ORGANIZACIÓN PARA EL FOMENTO DE LOS ESTUDIOS INTERNACIONALES

CAUSES PRINCIPALES DES MIGRATIONS AFRICAINES EXTRACONTINENTALES

Auteur: Roméo Gbaguidi. Enseignant-chercheur. Directeur de LemAfriQ

RÉSUMÉ

La migration est un phénomène qui ne laisse personne indifférent et qui se perçoit, sous certains cieux, comme une question prioritaire. Il s’avère important de remarquer que la Communauté Économique des États de l’Afrique de l’Ouest est en avant-garde des questions migratoires contemporaines, dès lors que cette sous-région du continent africain constitue l’une des zones principales de départ des candidats à l’immigration clandestine actuellement recensés dans le continent européen.

Malgré les spécificités intrinsèques de chaque Etat, les causes profondes des migrations extracommunautaires voire extracontinentales africaines semblent être communes à tous les pays de départ des migrants. Nous rappelons donc ici quelques-unes des principales raisons qui poussent les filles et fils de l’Afrique à vouloir abandonner leurs origines, bravant toutes sortes de contraintes et/ou obstacles. Et nous offrons quelques caractéristiques générales des migrants subsahariens candidats à la migration clandestine vers l’Europe.

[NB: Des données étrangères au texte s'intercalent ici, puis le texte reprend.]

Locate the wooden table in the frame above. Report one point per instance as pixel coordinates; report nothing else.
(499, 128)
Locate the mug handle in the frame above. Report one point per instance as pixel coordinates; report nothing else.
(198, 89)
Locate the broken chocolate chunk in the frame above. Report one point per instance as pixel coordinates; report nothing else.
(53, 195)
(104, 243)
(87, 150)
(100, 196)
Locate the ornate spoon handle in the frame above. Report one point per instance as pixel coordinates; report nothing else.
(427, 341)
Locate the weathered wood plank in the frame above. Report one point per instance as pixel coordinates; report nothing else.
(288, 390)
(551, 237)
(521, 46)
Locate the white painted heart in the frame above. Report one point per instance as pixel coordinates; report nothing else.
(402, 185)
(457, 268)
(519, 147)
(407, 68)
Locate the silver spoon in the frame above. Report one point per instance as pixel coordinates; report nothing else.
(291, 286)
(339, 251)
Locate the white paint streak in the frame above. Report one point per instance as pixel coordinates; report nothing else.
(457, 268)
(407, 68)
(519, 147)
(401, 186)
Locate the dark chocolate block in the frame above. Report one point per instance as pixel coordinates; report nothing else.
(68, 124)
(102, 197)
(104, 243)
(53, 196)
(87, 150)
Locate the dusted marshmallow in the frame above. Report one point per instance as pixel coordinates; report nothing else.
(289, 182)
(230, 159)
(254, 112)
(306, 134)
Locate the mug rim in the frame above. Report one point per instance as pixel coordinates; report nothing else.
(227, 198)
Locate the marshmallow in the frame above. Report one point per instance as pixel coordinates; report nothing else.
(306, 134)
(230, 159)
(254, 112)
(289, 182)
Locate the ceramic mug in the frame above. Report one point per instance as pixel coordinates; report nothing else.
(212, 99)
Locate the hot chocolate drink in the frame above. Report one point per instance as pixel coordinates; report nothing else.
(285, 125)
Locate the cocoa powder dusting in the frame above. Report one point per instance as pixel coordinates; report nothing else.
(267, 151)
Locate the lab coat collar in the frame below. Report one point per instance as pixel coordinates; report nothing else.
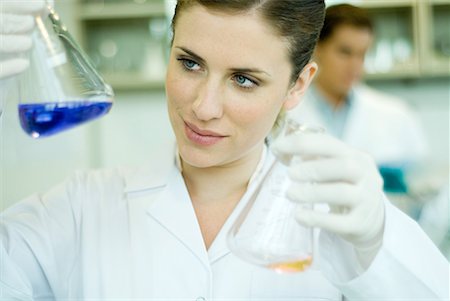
(152, 175)
(173, 210)
(219, 247)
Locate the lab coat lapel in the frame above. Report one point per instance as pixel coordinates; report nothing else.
(173, 210)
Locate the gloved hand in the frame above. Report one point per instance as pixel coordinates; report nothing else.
(16, 25)
(333, 173)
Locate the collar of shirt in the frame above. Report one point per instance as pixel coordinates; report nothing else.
(335, 119)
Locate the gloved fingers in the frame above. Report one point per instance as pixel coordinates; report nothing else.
(342, 169)
(22, 6)
(15, 43)
(311, 145)
(14, 24)
(333, 194)
(13, 67)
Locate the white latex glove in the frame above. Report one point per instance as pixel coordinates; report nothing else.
(16, 25)
(347, 180)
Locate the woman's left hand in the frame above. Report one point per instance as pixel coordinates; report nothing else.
(330, 172)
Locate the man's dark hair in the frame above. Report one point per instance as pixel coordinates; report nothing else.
(344, 14)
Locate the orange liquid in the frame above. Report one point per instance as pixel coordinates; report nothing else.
(291, 266)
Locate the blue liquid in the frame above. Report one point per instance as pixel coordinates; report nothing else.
(46, 119)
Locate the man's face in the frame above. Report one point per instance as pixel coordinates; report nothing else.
(341, 58)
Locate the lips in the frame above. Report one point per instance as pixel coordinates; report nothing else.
(200, 136)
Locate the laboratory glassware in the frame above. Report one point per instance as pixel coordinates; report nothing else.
(266, 232)
(61, 89)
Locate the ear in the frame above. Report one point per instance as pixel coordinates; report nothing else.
(296, 92)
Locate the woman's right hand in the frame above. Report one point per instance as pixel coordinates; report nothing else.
(16, 26)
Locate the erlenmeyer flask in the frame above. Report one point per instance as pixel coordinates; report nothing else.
(61, 89)
(266, 232)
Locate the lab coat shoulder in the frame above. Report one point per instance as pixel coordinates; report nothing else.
(385, 126)
(44, 237)
(378, 102)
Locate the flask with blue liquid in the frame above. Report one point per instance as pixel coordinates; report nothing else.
(61, 89)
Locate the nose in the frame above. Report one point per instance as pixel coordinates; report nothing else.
(209, 102)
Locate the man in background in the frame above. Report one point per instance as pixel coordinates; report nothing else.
(379, 124)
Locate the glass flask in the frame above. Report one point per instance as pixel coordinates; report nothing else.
(61, 89)
(266, 232)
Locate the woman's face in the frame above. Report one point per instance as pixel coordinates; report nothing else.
(228, 78)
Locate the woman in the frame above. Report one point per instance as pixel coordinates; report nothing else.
(159, 233)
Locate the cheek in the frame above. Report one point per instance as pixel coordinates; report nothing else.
(257, 114)
(177, 90)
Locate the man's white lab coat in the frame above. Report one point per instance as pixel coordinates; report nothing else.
(115, 234)
(377, 123)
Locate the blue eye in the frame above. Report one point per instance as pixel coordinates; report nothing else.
(244, 82)
(189, 65)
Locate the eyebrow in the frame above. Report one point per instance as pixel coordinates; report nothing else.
(236, 70)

Mots clés : Migrations africaines, causes de départ, CEDEAO, migrants subsahariens

ABSTRACT

Migration is a phenomenon that leaves no one indifferent and which is perceived, under certain skies, as a priority issue. It is important to note that the Economic Community of West African States is at the forefront of contemporary migration issues, since this sub-region of the African continent constitutes one of the main areas of departure for irregular immigration candidates currently identified in the European continent.

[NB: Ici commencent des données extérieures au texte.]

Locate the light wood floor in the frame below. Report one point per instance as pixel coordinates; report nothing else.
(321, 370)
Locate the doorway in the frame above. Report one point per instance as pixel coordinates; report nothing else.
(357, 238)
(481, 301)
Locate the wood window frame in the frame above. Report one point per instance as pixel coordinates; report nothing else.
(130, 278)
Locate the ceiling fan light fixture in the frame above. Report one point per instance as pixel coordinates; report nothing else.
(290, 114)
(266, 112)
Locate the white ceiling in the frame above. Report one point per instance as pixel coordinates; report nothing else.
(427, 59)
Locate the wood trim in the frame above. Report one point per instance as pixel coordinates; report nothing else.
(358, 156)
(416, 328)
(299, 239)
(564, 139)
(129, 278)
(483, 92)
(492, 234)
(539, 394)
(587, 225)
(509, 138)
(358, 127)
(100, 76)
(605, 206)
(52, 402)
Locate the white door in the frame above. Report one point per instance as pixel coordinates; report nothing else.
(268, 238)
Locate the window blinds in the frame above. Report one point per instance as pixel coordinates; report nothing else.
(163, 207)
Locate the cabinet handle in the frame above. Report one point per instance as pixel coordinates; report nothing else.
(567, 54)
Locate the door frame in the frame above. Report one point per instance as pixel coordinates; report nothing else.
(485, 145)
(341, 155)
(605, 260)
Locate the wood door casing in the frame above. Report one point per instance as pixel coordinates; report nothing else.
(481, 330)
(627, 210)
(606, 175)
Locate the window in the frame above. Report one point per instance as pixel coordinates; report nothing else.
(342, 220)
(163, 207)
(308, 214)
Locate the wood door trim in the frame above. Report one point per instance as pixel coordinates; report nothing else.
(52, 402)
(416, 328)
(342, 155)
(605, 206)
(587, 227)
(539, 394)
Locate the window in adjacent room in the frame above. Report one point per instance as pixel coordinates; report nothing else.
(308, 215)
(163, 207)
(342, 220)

Despite the intrinsic specificities of each state, the underlying reasons of extra-community or extra-continental African migrations seem to be common to all the countries of departure of migrants. We therefore remind here some of the main reasons that push the daughters and sons of Africa to abandon their origins, braving all kinds of constraints and obstacles. And we offer some general characteristics of sub-Saharan migrants who are candidates for illegal migration to Europe.

Keywords : African migration, causes of departure, ECOWAS, sub-Saharan migrants

Contextualisation

Les mobilités humaines ont toujours constitué une forme évidente de l’expression de la liberté des peuples à la recherche de nouveaux sites d’établissement pouvant sécuriser leur situation, à la fois économique, politique, sociale et juridique. La migration est devenue, dès lors, une question prioritaire, avec plus de 272 millions de migrants internationaux aujourd’hui (OIM, 2020). Le continent qui manifeste le plus d’inquiétudes face à ce phénomène social universel est sans doute l’Europe. En effet, selon l’Organisation Internationale pour les Migrations (OIM), plus de 363.000 personnes sont entrées de manière irrégulière dans l’Union Européenne en 2016.

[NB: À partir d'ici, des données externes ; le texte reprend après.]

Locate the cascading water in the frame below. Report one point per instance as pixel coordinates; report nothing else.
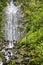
(11, 26)
(12, 32)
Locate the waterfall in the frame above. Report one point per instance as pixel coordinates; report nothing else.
(12, 32)
(11, 26)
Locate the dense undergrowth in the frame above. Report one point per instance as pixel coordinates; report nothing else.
(30, 47)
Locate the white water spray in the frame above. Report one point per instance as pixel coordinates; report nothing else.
(11, 26)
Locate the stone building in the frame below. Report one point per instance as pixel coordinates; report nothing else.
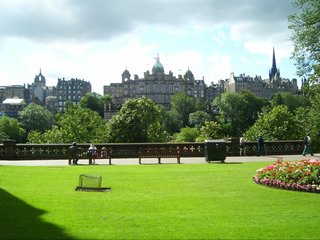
(70, 90)
(39, 91)
(12, 100)
(157, 85)
(262, 87)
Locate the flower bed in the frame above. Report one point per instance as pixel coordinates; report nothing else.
(301, 175)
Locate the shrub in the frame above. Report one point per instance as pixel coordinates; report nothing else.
(301, 175)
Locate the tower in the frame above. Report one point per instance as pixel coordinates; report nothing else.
(274, 72)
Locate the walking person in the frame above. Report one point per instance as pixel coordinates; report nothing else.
(307, 146)
(260, 144)
(241, 145)
(93, 152)
(73, 153)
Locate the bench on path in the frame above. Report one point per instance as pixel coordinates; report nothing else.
(90, 154)
(152, 152)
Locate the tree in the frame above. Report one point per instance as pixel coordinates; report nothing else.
(183, 105)
(35, 117)
(198, 118)
(292, 101)
(274, 124)
(233, 108)
(139, 120)
(96, 102)
(171, 121)
(306, 38)
(210, 130)
(10, 128)
(76, 124)
(186, 135)
(254, 106)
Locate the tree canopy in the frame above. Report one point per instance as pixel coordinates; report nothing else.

Cependant, force est de constater que l’Afrique, en général, et la Communauté Économique des États de l’Afrique de l’Ouest (CEDEAO), en particulier, est en avant-garde des questions migratoires contemporaines, constituant de fait l’une des zones principales de départ des candidats à l’immigration clandestine actuellement recensés dans le continent européen. Il faut rappeler, cependant, que l’Afrique de l’Ouest n’est pas étrangère aux mouvements de populations. Car, par sa position stratégique entre l’Afrique du Nord et les zones tropicales, ainsi que son ouverture sur l’Océan Atlantique et les Amériques, elle a toujours été le théâtre d’intenses mobilités et de brassages de populations.  C’est pour cela qu’à partir du Sommet de la Valette sur la migration, tenu en novembre 2015, qui a reconnu que la gestion des migrations relève de la responsabilité commune des pays d’origine, de transit et de destination, la CEDEAO a adopté une position commune qui a conduit à la prise de nombreuses initiatives qui continuent d’être développées pour répondre aux défis migratoires. Il s’agit, par exemple, de l’adoption du protocole portant code de citoyenneté, le carnet de voyage, le passeport et la carte d’identité biométrique. Au titre des défis, il faut noter l’application des dispositions des instruments pertinents de la Communauté en matière de libre circulation de personnes et de biens, l’accentuation de la lutte contre les réseaux de passeurs et trafiquants de migrants en détresse, et la création (progressive et effective) dans chaque État membre d’un cadre inclusif de dialogue national sur la migration.  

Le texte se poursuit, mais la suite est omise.